Lucy Fisher, South Central PA

Lucile Ellen Fisher, was born in Lancaster County PA at St. Joseph’s hospital on February 26th 1955. She left this world Wednesday August 16, 2023, at 68 years old, at Reading hospital in Berks County. 

She is survived by her children,Tammy Rosing (daughter) and her husband Matthew Rosing, Charles Snyder (son) and his wife Patricia Snyder, Loretta James (daughter) and her husband Allen James and Crystal Fisher (daughter). Her grandchildren, Mckenzie Snyder, Cassidy James & Isaac James, and Elliott (Snyder). Her Siblings Gloria Weaver (sister) and Lee Wiley (brother). 

Lucile (Lucy) was a loving mother, very caring, giving, welcoming, and a family oriented person. She was born into poverty and was never able to escape it, no matter how hard she worked, often working multiple jobs at any given time period throughout her life. 

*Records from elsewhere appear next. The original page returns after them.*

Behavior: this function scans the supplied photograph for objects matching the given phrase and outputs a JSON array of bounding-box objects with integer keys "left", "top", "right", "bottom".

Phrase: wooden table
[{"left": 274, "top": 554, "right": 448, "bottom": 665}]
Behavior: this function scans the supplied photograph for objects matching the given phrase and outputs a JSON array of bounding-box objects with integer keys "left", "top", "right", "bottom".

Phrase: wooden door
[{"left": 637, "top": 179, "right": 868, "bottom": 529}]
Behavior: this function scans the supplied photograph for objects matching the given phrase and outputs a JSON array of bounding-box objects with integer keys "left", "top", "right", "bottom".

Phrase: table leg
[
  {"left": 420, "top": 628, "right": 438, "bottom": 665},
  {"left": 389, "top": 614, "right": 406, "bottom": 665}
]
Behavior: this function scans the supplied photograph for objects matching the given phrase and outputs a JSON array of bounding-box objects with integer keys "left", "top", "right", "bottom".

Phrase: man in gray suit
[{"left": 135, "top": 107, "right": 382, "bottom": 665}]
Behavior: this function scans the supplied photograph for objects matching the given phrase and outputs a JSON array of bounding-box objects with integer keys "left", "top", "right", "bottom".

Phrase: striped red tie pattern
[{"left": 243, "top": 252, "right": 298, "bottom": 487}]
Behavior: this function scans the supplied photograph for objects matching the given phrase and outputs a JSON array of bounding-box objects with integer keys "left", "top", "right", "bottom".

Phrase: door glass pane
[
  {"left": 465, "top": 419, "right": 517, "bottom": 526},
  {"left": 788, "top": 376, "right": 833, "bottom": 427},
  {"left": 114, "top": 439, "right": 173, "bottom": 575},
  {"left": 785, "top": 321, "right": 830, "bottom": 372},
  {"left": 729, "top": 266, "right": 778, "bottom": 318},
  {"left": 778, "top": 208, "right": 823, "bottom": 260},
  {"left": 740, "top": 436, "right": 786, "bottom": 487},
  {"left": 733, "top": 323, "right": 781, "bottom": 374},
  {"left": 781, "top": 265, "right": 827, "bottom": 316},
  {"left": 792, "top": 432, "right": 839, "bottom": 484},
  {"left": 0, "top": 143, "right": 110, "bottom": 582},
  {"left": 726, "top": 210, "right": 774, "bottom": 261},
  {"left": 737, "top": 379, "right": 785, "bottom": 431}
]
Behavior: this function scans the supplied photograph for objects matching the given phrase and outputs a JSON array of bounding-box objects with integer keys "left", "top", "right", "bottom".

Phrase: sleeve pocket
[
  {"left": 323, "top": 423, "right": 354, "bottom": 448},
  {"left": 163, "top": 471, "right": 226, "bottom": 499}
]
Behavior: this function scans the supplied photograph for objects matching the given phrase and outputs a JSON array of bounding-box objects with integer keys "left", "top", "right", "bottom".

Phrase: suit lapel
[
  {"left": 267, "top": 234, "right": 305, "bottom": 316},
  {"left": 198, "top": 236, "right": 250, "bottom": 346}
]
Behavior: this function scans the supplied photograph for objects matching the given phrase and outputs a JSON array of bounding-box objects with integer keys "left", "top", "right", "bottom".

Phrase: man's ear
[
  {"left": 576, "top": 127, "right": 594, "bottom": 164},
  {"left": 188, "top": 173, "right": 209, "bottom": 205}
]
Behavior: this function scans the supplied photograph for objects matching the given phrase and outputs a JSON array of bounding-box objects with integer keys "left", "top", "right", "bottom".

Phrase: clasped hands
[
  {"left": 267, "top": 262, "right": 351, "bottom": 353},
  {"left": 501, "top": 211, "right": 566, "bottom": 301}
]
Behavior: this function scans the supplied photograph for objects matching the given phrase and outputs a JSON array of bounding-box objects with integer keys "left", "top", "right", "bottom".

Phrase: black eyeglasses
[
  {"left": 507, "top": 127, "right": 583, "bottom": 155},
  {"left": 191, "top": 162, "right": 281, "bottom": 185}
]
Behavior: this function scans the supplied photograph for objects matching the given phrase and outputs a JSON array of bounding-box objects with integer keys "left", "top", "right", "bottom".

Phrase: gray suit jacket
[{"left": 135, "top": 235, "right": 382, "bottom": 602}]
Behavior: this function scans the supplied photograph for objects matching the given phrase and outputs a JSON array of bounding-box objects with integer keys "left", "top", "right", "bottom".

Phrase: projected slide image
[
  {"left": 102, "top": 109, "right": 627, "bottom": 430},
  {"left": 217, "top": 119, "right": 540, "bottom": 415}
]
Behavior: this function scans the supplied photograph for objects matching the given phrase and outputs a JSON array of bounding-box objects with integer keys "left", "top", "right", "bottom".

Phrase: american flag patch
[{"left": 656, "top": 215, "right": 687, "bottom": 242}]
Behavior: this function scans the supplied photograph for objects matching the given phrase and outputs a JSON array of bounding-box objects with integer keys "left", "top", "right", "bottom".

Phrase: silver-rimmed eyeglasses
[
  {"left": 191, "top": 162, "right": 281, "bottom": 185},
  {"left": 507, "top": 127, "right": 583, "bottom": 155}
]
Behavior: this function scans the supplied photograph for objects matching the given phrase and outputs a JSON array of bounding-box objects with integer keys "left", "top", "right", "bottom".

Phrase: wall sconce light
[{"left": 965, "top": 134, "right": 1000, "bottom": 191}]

Lucy comes from a poor working class southern background. Her mother, Doris L Wiley, was born in Georgia, married and moved to Lancaster County PA with her husband, at a very young age, mostly to escape poverty. 

Lucy has struggled all throughout her life to get her basic human needs met. Severe health conditions, such as diabetes, heart disease, and cancer all run in her immediate family thus making her at High risk to develop those health conditions, which she did. 

Over the years, as she aged, and was unable to hold down the level of work she did throughout her life she went on disability which made it financially hard to cover healthcare costs and she only received what the system deemed she was “worthy” of receiving. 

Besides her struggle with meeting her healthcare needs she also struggled with housing insecurity at times in her life. In adulthood she moved back home with her parents for a time, with her two children in tow, while going through a separation and divorce of her first husband.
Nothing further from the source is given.